# T/S Router Extension



## dwall174 (Feb 15, 2010)

I'm planing on building a router table later this summer that will probably be using both the Incra Positioner & the Jessem Mite-R-Slide! 

But for now I want to make a router extension wing for the right hand side of my Ridgid TS3650 table saw. I looked through a lot of postings here & I've seen some good ideas, However none of the posts have gone into any detail on how they connected the tables to the fence arms or side wings?

Does anyone have any pictures or drawings of the braces used & their connections to the fence arms or wings!


----------



## P.Dieter (Mar 26, 2010)

do you know about the rigid forums?

***ridgidforum.com/forum/forumdisplay.php?****

there are some threads on your exact question****ridgidforum.com/forum/showthread.php?t=7542&page=12"]http://www.ridgidforum.com/forum/showthread.php?t=7542&page=12*****


I just mounted AL angle to the fence rails to sit the router table top on so it was flush. I used (for the first time) phenolic resin coated plywood and I've been quite pleased with the results. YMMV.

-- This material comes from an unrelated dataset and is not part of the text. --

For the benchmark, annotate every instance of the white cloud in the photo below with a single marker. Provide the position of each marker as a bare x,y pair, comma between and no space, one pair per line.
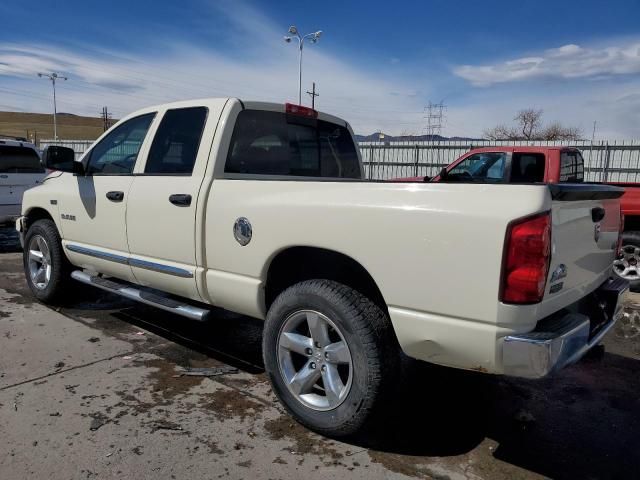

I dont' have enough posts to put up url's so you will have to ridgidforum.com yourself and search. If you go to the tips and techniques section and look for the "3650 outfeed table" thread about 7 rows down you will get a good start.


----------



## sofasurfer (May 30, 2009)

I removed the TS extension from my saw. I then cut a couple pieces of 3/4 plywood and laminated them together. Then I cut them to fit between my TS fence rails. You will see that the rails on your saw are held away from the saw top by about a half inch or so...correct? Well, cut your router table to fit in the same way. After you have it cut to size clamp or hot glue a couple boards across the router table and rest the ends of the boards on the fence rails. Now you router top is suspended between the fence rails. Now, mark where the mounting holes go through the rails and where they attach to the side of the TS top. Now drill out those holes and attach the router table to the saw table. I used washers and even a large nut as chims between the fence rails and the router table. Install bolts and tighten it up. Use a straight edge and rubber mallet or a board and hammer to align the router table with the TS table.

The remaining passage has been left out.